Una aproximación a la recusación en el arbitraje bajo el Reglamento de Arbitraje de la ICC

Por Pablo A. Pirovano
(Argentina)

El instituto de la recusación es tan propio del sistema judicial como del arbitraje voluntario. En los términos del artículo 11 (1) del Reglamento de Arbitraje dictado por la Cámara de Comercio Internacional (“ICC” por sus siglas en inglés), (en adelante “las Reglas”) “todo árbitro debe ser y permanecer imparcial e independiente de las partes en el arbitraje”.

La imparcialidad es definida por el Diccionario de la Real Academia Española como “la falta de designio anticipado o de prevención en favor o en contra de alguien o algo, que permite juzgar o proceder con rectitud”.[1]

La imparcialidad se traduce en la ausencia de preferencia o riesgo de preferencia, a una de las partes en el arbitraje a el asunto en particular, esto es, un criterio subjetivo difícil de verificar que alude al estado mental de un árbitro.[2] Por ende, se requiere del árbitro una conducta libre de presiones, que le impone la responsabilidad de resolver el asunto en forma justa.

En cuanto al concepto de independencia, este es definido por el Diccionario de la Real Academia Española a partir del vocablo “independiente” en su tercera acepción: “Dicho de una persona: que sostiene sus derechos u opiniones sin admitir intervención ajena”.[3]

Por otro lado, cabe señalar que la independencia del árbitro debe ser respecto a las partes y también con relación a los demás árbitros o a la institución arbitral. Debe entenderse en el sentido que el árbitro es quien debe decidir y no puede delegar su función en terceros, por lo que será solo él quien responderá de la decisión final, expresada en el laudo o sentencia arbitral.

Por tal motivo, definitivamente existe la necesidad de contar con árbitros que respeten el principio de la independencia que se traduce en que no pueden tener vínculos con las partes, o con las personas estrechamente vinculadas a éstas o a la disputa, ya sea en relaciones de carácter personal, social, económicas, financieras o de cualquier naturaleza.[4]. De esta forma, para calificar si un árbitro es o no independiente deberán analizarse los vínculos “próximos, sustanciales, recientes y probados”. [5]

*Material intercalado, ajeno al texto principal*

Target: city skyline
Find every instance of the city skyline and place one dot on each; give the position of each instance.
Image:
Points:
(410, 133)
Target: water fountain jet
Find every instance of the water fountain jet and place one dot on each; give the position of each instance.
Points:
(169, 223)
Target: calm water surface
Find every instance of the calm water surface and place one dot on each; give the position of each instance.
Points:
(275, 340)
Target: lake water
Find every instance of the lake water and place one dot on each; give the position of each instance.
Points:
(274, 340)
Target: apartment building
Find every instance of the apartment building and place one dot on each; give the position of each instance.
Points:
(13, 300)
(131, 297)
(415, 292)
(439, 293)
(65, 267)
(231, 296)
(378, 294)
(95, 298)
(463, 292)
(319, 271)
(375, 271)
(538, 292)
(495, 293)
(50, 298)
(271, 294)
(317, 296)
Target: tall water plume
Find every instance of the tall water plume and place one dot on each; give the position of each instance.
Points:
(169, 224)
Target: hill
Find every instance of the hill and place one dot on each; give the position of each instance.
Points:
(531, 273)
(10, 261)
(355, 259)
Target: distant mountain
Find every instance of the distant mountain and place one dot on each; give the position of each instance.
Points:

Puede suceder en algún caso concreto que en los términos del artículo 11 (1) de las Reglas, existan “aspectos relevantes” que hacen que un determinado árbitro no goce de la garantía de imparcialidad que establece el artículo 11 (2) de las Reglas. En tal sentido, lo determinante es analizar si tales circunstancias son suficientes como para ver afectado el presupuesto de independencia del árbitro.

I. Recusación de un árbitro dentro del marco de la ICC. Los estándares de la Corte [arriba] 

La cuestión de la recusación de los árbitros propuestos por las partes surge del artículo 14 del Reglamento, el cual dispone que: “la solicitud de recusación de un árbitro, fundada en una alegación de falta de imparcialidad o independencia o en cualquier otro motivo, deberá presentarse ante la Secretaría mediante un escrito en donde se precisen los hechos y las circunstancias en que se funda dicha solicitud.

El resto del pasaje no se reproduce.